Review: Salvation (Darkest Skies #3) by Garrett Leigh

Reformed gang boss Dante Pope is out after a four-year stretch in prison. But freedom has found him faster than he’s ready for. His only brother hates him, and with nothing but PTSD and a newfound fascination with plants for company, the outside world is a terrifying place.

A prisoner rehabilitation scheme lands him at a stately home that might as well be the moon. Working for gorgeous gardener Sid is a welcome distraction—his shoulders are broad, his rugged jaw unshaven, and his long, tanned legs?


But Sid has problems of his own. A life-changing disease has left him limited in ways he can’t bear and accepting help, even from a stranger, makes him want to curl up and die.

If Dante would let him.

Newsflash: he won’t, and he’s not a stranger for long. With his dark smile and sinister ink, Dante Pope is the most beautiful man Sid has ever seen. Life is hard, but falling for each other is easy.

Sunshine and shadows.

Old ghosts can haunt Dante all they like. Loving Sid is the only salvation he’ll ever need.

Dante is released from prison to a country garden. He’s determined to make the most of this second chance, and leave his old life in the past for good.

Sid looks after his gardens and manages his chronic illness. He doesn’t need complications, which is what Dante is.

The two men come from very different backgrounds, but the attraction is there from the start. Despite their differences, they’re actually very similar men.

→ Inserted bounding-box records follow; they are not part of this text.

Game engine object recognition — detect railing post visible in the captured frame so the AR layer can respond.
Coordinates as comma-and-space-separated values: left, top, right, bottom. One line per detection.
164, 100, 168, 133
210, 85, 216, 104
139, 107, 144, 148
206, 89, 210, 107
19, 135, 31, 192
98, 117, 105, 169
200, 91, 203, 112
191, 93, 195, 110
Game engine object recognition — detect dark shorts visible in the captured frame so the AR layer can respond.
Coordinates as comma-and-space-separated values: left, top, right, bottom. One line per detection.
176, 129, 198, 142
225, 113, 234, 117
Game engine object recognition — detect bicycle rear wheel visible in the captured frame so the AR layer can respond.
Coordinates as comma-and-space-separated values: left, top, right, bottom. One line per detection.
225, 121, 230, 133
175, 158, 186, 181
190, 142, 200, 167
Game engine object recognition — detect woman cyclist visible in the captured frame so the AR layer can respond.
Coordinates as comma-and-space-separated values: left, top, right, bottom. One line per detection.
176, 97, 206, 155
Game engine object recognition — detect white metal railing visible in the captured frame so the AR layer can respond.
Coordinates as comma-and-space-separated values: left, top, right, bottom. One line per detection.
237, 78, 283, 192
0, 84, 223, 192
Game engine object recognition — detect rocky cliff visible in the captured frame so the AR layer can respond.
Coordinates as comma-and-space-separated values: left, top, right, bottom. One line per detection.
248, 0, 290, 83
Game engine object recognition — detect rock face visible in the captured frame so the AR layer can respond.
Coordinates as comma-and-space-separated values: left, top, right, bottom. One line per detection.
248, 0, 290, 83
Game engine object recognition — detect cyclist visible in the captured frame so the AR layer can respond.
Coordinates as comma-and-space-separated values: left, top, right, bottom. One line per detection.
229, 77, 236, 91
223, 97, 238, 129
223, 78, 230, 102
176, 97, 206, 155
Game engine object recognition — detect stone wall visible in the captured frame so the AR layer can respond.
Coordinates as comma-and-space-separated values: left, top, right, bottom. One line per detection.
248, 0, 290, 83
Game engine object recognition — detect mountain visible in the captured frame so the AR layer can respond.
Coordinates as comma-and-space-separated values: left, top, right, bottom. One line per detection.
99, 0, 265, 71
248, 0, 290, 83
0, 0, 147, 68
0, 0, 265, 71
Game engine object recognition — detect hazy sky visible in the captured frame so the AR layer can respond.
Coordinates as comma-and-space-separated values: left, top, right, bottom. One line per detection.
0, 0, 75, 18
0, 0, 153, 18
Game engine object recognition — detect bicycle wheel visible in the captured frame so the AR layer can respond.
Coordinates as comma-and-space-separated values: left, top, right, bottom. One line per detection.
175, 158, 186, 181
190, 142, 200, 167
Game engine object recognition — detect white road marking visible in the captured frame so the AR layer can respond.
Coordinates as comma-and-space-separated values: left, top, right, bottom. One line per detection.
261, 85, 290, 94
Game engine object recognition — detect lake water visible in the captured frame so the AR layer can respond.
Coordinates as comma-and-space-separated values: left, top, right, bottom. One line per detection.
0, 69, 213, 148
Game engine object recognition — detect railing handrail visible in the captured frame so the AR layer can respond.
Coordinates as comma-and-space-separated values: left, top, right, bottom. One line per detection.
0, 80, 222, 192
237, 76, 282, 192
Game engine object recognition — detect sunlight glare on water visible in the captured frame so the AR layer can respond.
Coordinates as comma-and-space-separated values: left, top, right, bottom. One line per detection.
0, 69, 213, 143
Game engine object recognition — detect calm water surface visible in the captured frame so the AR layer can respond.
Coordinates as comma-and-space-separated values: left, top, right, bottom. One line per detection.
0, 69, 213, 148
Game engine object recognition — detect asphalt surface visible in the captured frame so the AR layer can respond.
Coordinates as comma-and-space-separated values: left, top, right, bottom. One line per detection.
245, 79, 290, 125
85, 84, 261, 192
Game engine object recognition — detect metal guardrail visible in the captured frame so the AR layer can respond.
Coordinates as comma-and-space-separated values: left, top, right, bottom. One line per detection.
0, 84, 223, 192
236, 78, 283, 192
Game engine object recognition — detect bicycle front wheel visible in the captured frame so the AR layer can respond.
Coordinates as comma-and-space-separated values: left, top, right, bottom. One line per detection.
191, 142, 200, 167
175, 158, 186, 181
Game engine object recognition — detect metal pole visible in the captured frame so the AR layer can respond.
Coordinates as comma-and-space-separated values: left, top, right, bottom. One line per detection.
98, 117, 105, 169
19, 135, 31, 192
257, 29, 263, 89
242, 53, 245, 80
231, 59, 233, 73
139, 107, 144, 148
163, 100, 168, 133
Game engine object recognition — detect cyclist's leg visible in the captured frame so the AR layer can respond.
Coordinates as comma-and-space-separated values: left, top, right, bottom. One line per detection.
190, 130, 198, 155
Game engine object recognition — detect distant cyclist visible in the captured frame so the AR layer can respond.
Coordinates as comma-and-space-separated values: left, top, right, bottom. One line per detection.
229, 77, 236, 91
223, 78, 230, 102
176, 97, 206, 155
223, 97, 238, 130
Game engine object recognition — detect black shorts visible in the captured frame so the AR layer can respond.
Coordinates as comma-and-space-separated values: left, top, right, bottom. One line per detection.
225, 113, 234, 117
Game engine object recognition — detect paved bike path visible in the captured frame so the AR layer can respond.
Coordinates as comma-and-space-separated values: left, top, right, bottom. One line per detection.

Both are cranky, a bit antisocial, and prefer each other’s quiet company. Some common ground to build a relationship on!

I really enjoyed reading how working in the gardens side by side brought the two together. It led to homemade dinners, shared smokes (literally), and eventually stolen kisses.

Is there anything hotter than a man who just wants to feed you? Sid’s a total catch! His quiet determination in continuing with his daily life as much as he could made him even more admirable.

For his part, Dante has had a massive character improvement. Even better is that he was well aware of it, and actively identified and changed behaviours that were his old self. The self-awareness is what made him likeable, after the previous events.

I will say though - I found Sid’s repeated insistence that Dante was completely blame-free and a good man irritating. Yes, Dante is a good man now, but that doesn’t erase the past. Sid could have supported Dante without constantly throwing on the rose-coloured glasses.

I also found that the book dragged quite a bit in the middle. It could have been tightened up.

But that aside, Sid and Dante are incredibly sweet together in their little English countryside bubble. Not to mention hot!

They have a major stumbling block thrown at them, but they get through it for the better on the other end.

Overall, though this isn’t my favourite book in the series, it was still an enjoyable read. Would recommend it if you've read the two preceding books!

A copy was provided in exchange for an honest review.